Instrumental ignoring AI, Dumb but not useless. — LessWrong

Instrumental ignoring AI, Dumb but not useless. — LessWrong

This post is yet another unworkable agent design that uses infinite compute. It outlines an AI that ignores all instrumental values, pursuing only it's terminal values.

What is does it look like to pursue an instrumental value. It means you can predict the AI is likely to do action X, even if you have no idea what it's utility function is.

This AI doesn't do that. It obeys the simple principle that, if you are clueless about it's utility function, then you are clueless about it's actions.

Let $Δ X$ mean the probability distribution over the set $X$ .

Lets have some set of Observations $O$ , Actions $A$ and (bounded? ) Utilities $U$ .

Then Pick some probability distribution over utility functions $U \in Δ U$ , such as uniform or complexity weighted. And some probability distribution $A \in Δ A$ over the action space.

Then let the AI be a function $f : (U, O) \to Δ A$

We can formalize our condition as $\forall o \in O : \forall a \in A : \sum_{u \in U} P (f (u, o) = a) U (u) = A (a)$ .

(Note $U (u) \in R$ refers to the probability that $U$ assigns to $u$ .)
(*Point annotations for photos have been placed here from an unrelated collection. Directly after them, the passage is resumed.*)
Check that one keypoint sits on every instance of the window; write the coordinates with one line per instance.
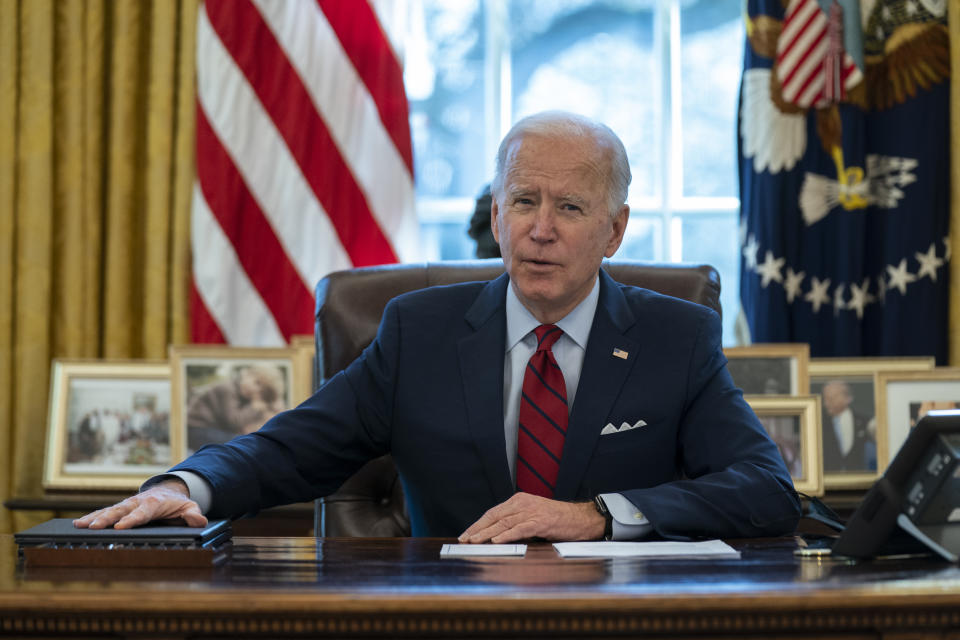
(664, 74)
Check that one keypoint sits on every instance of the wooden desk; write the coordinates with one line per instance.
(401, 588)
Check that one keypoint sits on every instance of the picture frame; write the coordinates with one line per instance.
(793, 423)
(219, 392)
(770, 369)
(108, 425)
(905, 396)
(848, 391)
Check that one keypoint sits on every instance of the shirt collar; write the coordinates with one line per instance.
(576, 324)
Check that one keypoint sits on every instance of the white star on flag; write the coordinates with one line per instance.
(881, 289)
(838, 301)
(770, 269)
(860, 297)
(900, 277)
(792, 285)
(929, 262)
(818, 293)
(750, 252)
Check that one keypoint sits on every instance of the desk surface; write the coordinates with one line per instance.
(398, 587)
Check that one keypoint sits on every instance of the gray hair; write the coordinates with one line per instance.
(566, 124)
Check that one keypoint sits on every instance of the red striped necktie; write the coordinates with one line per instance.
(543, 417)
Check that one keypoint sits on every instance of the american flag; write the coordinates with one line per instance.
(304, 162)
(812, 66)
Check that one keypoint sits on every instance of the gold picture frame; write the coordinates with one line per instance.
(219, 392)
(852, 385)
(770, 369)
(903, 396)
(793, 423)
(109, 424)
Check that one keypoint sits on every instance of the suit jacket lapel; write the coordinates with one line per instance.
(481, 369)
(601, 379)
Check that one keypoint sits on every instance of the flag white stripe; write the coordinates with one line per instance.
(223, 284)
(352, 118)
(809, 66)
(812, 37)
(794, 24)
(261, 156)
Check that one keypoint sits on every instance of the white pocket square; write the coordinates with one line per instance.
(607, 430)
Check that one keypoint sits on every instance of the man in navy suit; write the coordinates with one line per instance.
(629, 423)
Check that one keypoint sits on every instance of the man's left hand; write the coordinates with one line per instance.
(526, 516)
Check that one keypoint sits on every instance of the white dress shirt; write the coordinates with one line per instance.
(569, 350)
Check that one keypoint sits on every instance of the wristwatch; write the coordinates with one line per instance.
(602, 510)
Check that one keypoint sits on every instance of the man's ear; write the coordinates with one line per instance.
(619, 226)
(494, 215)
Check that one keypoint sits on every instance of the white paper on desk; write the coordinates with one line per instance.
(475, 550)
(664, 549)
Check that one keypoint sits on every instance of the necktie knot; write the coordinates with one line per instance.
(547, 335)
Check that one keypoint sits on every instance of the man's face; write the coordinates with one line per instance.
(553, 223)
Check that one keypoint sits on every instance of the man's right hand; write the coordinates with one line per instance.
(166, 500)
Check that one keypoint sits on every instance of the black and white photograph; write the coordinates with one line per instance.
(224, 392)
(109, 424)
(792, 422)
(852, 433)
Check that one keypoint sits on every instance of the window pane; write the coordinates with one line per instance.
(447, 241)
(711, 43)
(712, 239)
(443, 76)
(641, 240)
(594, 58)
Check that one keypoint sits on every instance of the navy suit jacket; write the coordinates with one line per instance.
(429, 390)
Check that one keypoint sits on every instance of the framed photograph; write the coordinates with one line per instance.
(907, 396)
(306, 347)
(793, 423)
(851, 430)
(220, 392)
(770, 369)
(109, 424)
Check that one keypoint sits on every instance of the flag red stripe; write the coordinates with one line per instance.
(278, 86)
(203, 328)
(806, 54)
(245, 226)
(368, 48)
(814, 74)
(801, 31)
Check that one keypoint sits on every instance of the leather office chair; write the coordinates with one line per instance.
(349, 307)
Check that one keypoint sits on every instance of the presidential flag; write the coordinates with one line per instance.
(844, 176)
(304, 162)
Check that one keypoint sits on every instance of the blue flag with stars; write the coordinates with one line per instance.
(843, 138)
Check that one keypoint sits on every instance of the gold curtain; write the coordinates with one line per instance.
(96, 170)
(953, 24)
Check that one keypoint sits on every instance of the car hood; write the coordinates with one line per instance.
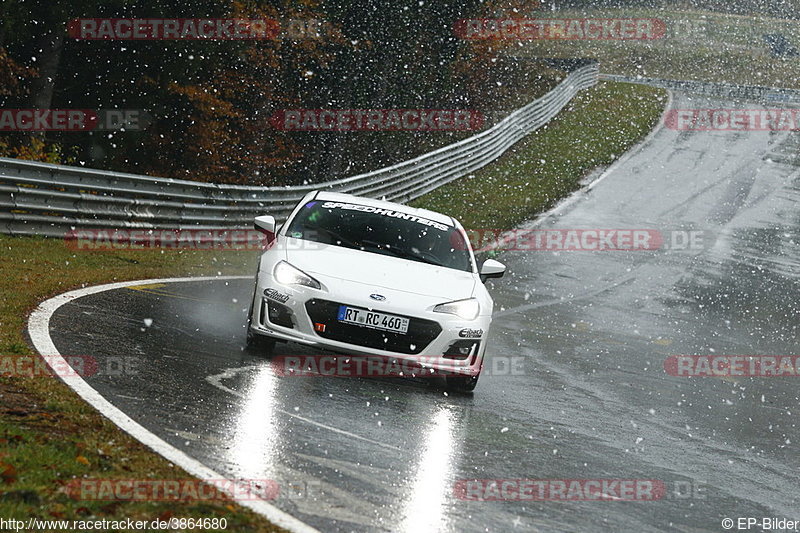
(379, 271)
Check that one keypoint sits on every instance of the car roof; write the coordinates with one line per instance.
(361, 200)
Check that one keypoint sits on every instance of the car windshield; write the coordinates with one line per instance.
(382, 231)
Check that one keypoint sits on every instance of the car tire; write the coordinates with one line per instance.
(461, 383)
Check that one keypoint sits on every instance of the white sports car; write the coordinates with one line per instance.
(368, 277)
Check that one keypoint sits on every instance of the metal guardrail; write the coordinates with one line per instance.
(44, 199)
(757, 93)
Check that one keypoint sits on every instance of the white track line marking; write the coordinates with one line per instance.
(39, 331)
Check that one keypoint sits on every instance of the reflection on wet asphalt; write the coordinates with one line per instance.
(594, 400)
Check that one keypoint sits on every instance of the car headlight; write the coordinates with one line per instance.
(467, 309)
(287, 274)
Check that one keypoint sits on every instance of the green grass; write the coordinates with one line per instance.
(698, 45)
(597, 127)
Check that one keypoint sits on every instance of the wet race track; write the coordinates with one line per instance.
(593, 401)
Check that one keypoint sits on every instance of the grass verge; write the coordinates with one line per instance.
(48, 436)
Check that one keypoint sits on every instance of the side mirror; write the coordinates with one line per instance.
(265, 224)
(492, 269)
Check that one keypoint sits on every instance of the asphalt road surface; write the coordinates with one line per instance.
(593, 400)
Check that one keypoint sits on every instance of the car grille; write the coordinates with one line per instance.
(420, 333)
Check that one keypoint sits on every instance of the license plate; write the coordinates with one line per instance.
(372, 319)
Why might we expect such agents to be safe. Because if we picked a random utility function, we get a safely random output. So all humans need to do is be better than random in our choice of utility function.

Now let $E (o, a, u)$ be the expected utility. Choose $f$ to maximize $\sum_{u \in U} \sum_{a \in A} P (f (u, o) = a) U (u) E (u, o, a)$ subject to the condition. As the condition doesn't relate cases with different values of $o$ , this optimization only needs to be computed for the particular $o \in O$ observed.

Is this AI design safe when repeatedly called with the same utility function?

Imagine the action space just consists of outputting 0 or 1. And there are only 2 utility functions, paperclips and staples. We could imagine that when run millions of times with a utility of paperclips, this AI outputs code for a paperclip maximizer, and when run millions of times with a goal of staples, it outputs a bitwise negation of the paperclip maximizer. (Which could possibly be a staple maximizer, if the AI has done some op code magic)

This would be because the humans choice of the same utility function each time is worse than random. I think this is an actual problem. At least if the AI's have total knowledge of past and future, then this is one Schelling point to their coordination game. (The consider all possibilities doesn't quite work well with multiple different AI's)

I have an intuition that something TDT'ish might fix this.

The other problem that comes to mind is that it isn't easy to whitelist a limited set of instrumental actions you are ok with. You can fake it though, suppose you have a robot, instead of piping the output of this AI directly into the motors, you have it call simple hardcoded functions to walk and pick up objects. The result being, if the AI has a random utility function, instead of thrashing randomly on the floor, it walks to random places and picks up random objects. Because someone hardcoded those low level commands into the robot.